Altro che ripresa economica, come ha annunciato mercoledì 8 il ministro Fabrizio Saccomanni. Secondo l’Istat nei primi nove mesi del 2013 il potere d’acquisto delle famiglie è calato dell’1,5% nei confronti dello stesso periodo del 2012. Un dato “sottostimato” per il Codacons, ma ancora più preoccupante se analizzato in termini pro capite: “Il potere d’acquisto delle famiglie italiane è arretrato di 25 anni. Ciò è complementare al significativo aumento della povertà negli ultimi anni”, calcola la società di studi economici Nomisma, anche se dopo sei anni di caduta quasi ininterrotta, “si è stabilizzato negli ultimi mesi. Ciò è favorevole alla ripresa che dovrà contare, oltre che sull’export, sulla stabilizzazione dei consumi privati“, sostiene l’economista Sergio De Nardis.

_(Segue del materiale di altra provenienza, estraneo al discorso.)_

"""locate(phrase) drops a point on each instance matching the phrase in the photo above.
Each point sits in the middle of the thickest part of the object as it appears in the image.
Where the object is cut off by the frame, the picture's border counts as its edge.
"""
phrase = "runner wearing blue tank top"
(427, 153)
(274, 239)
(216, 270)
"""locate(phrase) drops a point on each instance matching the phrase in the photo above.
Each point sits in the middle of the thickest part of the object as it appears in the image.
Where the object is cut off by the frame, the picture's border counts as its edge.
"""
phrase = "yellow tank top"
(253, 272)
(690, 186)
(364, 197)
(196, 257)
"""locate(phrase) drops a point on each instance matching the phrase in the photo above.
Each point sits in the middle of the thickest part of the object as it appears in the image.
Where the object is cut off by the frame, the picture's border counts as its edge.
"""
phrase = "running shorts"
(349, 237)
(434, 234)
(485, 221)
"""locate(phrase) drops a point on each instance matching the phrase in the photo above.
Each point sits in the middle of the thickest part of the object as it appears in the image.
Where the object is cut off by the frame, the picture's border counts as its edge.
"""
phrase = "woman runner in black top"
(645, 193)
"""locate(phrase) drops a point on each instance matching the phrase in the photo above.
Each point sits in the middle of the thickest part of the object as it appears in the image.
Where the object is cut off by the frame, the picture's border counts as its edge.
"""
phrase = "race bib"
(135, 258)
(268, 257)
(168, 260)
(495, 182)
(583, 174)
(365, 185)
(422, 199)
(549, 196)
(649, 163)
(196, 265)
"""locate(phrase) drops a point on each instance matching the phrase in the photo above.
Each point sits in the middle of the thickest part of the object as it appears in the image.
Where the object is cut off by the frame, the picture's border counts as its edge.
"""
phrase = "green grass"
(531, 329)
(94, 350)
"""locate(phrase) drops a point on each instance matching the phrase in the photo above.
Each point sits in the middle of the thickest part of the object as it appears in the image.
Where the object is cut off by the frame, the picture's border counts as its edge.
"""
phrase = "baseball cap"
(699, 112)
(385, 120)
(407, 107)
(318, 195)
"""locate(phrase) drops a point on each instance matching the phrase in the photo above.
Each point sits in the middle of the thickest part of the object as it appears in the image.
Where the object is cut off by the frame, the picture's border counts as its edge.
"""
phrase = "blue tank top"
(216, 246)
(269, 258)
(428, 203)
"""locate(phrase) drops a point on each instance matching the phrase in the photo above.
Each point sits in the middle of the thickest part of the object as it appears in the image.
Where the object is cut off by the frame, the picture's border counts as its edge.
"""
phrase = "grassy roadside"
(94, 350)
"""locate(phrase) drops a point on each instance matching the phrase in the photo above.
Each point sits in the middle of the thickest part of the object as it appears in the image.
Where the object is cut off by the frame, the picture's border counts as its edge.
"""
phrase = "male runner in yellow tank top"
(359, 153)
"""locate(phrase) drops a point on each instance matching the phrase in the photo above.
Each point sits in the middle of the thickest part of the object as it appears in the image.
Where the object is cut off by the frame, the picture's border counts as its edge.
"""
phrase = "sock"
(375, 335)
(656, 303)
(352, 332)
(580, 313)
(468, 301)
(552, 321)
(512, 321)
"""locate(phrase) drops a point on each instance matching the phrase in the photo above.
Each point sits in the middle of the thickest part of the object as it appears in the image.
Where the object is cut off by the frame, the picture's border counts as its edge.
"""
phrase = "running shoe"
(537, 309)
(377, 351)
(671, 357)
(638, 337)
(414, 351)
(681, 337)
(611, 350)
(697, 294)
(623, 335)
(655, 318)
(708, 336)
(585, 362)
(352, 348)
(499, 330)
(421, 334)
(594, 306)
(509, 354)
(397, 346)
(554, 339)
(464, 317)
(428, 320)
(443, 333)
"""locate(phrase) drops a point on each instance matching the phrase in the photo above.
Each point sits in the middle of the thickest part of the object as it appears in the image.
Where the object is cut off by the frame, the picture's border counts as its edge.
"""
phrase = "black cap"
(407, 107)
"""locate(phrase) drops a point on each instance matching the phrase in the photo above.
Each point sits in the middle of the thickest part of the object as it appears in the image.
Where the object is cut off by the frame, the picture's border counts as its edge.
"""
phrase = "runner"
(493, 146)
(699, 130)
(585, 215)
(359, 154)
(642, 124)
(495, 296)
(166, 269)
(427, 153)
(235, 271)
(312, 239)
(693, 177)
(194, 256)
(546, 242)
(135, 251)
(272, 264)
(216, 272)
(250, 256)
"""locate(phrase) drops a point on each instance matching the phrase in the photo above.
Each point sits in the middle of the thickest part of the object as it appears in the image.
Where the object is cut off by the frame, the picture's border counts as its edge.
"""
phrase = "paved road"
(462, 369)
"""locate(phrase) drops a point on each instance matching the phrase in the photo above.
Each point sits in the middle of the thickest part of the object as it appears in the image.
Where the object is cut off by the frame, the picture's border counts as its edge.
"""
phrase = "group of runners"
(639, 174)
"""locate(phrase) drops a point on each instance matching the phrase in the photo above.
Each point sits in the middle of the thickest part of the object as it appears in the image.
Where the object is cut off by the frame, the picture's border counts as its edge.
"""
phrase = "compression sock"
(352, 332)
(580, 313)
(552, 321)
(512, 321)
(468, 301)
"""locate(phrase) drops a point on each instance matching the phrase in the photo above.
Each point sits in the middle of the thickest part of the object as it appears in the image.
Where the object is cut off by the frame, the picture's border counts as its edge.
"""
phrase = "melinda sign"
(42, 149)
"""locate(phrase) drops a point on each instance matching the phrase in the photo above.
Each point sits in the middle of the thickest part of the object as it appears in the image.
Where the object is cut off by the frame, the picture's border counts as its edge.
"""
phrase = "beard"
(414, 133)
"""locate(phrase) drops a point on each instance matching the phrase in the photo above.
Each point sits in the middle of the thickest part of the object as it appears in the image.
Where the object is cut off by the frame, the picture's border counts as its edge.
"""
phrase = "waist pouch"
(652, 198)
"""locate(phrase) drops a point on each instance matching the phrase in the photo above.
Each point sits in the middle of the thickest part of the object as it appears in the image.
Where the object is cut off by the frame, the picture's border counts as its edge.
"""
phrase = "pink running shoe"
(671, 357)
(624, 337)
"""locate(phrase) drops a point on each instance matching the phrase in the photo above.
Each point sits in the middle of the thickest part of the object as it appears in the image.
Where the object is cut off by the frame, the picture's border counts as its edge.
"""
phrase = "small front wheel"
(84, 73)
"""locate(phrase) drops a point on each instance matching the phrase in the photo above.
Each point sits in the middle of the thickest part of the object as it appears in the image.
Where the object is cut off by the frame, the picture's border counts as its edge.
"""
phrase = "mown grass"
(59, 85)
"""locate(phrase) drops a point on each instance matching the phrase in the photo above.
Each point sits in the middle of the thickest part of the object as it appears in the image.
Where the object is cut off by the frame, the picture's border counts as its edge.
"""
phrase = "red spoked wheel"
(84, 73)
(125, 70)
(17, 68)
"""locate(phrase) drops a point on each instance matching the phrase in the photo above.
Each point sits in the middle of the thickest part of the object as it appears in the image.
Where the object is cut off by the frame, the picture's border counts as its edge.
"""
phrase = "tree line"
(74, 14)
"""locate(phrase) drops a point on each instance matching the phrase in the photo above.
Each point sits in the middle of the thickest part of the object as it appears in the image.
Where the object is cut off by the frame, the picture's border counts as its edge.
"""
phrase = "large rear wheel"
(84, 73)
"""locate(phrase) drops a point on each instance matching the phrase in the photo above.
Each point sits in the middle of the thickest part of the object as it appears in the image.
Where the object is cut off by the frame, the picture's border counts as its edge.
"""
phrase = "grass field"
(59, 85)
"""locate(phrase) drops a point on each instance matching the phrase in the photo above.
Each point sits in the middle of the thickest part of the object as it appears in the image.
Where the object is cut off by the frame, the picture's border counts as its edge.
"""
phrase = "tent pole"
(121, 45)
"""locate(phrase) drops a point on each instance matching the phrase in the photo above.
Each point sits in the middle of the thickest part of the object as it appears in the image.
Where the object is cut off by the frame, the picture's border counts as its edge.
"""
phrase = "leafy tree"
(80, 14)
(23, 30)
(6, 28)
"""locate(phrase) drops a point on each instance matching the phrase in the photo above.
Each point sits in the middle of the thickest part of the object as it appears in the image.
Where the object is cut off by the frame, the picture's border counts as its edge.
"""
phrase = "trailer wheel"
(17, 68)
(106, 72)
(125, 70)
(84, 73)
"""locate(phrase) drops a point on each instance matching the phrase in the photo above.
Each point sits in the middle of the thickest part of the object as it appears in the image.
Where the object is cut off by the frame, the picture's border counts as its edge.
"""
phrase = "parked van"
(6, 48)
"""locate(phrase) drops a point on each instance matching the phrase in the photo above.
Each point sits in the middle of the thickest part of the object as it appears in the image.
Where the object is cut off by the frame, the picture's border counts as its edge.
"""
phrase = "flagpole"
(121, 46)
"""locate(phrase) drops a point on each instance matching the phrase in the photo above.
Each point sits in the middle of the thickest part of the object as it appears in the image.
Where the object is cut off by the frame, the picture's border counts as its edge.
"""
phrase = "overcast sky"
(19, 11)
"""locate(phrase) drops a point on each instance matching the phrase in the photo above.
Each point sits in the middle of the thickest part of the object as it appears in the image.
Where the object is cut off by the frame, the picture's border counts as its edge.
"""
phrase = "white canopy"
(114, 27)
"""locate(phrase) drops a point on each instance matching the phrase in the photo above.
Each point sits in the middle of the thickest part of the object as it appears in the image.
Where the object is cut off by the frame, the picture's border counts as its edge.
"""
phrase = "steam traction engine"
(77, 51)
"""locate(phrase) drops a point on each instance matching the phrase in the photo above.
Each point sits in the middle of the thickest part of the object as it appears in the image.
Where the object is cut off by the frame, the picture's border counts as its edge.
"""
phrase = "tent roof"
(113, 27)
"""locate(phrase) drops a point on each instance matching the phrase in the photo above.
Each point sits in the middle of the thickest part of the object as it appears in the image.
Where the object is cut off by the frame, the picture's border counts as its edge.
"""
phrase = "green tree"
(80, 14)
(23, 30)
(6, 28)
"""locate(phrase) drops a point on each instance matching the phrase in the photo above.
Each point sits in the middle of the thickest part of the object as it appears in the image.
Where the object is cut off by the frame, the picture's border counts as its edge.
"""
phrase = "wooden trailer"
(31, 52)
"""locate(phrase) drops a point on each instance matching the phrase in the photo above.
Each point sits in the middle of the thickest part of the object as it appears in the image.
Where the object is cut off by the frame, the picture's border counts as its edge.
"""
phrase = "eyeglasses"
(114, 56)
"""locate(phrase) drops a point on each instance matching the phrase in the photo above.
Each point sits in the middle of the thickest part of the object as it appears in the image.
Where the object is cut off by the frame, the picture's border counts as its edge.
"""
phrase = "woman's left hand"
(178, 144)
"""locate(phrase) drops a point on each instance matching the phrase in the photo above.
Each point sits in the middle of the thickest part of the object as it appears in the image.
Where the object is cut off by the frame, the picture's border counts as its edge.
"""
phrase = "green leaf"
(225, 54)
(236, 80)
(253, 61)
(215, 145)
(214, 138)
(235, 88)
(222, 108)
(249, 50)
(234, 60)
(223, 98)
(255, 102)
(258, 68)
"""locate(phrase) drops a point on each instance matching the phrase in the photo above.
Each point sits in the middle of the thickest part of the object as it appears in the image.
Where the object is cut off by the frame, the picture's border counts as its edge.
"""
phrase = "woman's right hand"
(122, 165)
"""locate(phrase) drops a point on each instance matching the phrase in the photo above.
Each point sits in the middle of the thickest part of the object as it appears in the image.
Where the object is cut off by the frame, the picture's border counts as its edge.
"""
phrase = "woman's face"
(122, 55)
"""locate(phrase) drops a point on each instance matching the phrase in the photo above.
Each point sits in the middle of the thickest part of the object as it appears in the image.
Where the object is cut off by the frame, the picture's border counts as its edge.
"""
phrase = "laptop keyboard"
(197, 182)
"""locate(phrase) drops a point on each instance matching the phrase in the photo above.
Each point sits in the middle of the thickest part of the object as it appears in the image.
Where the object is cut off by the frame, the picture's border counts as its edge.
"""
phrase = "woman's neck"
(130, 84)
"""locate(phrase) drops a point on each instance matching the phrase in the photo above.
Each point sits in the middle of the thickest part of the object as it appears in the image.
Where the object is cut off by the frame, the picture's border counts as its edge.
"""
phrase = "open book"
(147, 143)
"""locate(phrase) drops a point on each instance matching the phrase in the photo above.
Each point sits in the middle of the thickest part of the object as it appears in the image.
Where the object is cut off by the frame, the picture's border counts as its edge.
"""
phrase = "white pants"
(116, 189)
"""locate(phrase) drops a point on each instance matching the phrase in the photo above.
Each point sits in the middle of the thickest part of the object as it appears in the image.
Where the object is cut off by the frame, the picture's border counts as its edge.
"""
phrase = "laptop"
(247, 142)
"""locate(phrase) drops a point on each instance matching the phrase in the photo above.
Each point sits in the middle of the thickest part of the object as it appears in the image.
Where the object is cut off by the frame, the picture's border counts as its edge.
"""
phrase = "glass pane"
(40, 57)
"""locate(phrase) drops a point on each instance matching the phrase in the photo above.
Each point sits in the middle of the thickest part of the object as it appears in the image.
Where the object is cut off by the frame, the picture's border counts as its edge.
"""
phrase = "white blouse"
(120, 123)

E a poco serve che  il reddito disponibile delle famiglie consumatrici sia aumentato dello 0,8% nel periodo luglio-settembre 2013 rispetto al trimestre precedente e dello 0,5% rispetto al corrispondente periodo del 2012, visto che all’incremento non corrisponde appunto una crescita del potere d’acquisto. La conferma, se mai fosse stata necessaria, arriva dall’andamento dei consumi. Con gli italiani che continuano a tagliare la cinghia anche per i beni primari: cibo e corrente.

Sul secondo fronte parlano chiaro i dati forniti da Terna secondo la quale per il secondo anno consecutivo la domanda di elettricità in Italia registra un segno negativo. Numeri alla mano, i primi dati provvisori elaborati sul fabbisogno di energia elettrica nell’anno appena concluso fanno segnare una flessione del 3,4% rispetto al 2012, che a sua volta aveva chiuso con un calo dell’1,9% sul 2011. In termini generali si tratta del calo più consistente da inizio secolo dopo quello del 2009. Si risparmia anche a tavola: da inizio anno si registrano tagli del 4% alla spesa sul cibo. La Cia-Confederazione italiana agricoltori, commentando i dati Istat parla di “tavola low-cost”: il 62 % delle famiglie ha ridotto quantità e qualità del cibo acquistato, percentuale che però supera addirittura il 70 % nel Mezzogiorno. Inoltre per 6,5 milioni di famiglie i discount sono diventati l’unica alternativa sostenibile. 

E intanto  dai dati Bankitalia emerge un taglio dell’80,1% del risparmio delle famiglie dal 2002 al 2012. “Il risparmio delle famiglie italiane è stato falcidiato a partire dal 2002 con l’introduzione dell’euro. Balza agli occh con una diminuzione da 95 miliardi di euro a 18,863 miliardi di euro”, ha commentato il presidente dell’Adusbef, Elio Lannutti, sostenendo che i dati dell’Istat sulla propensione al risparmio delle famiglie sono “troppo ottimistici”.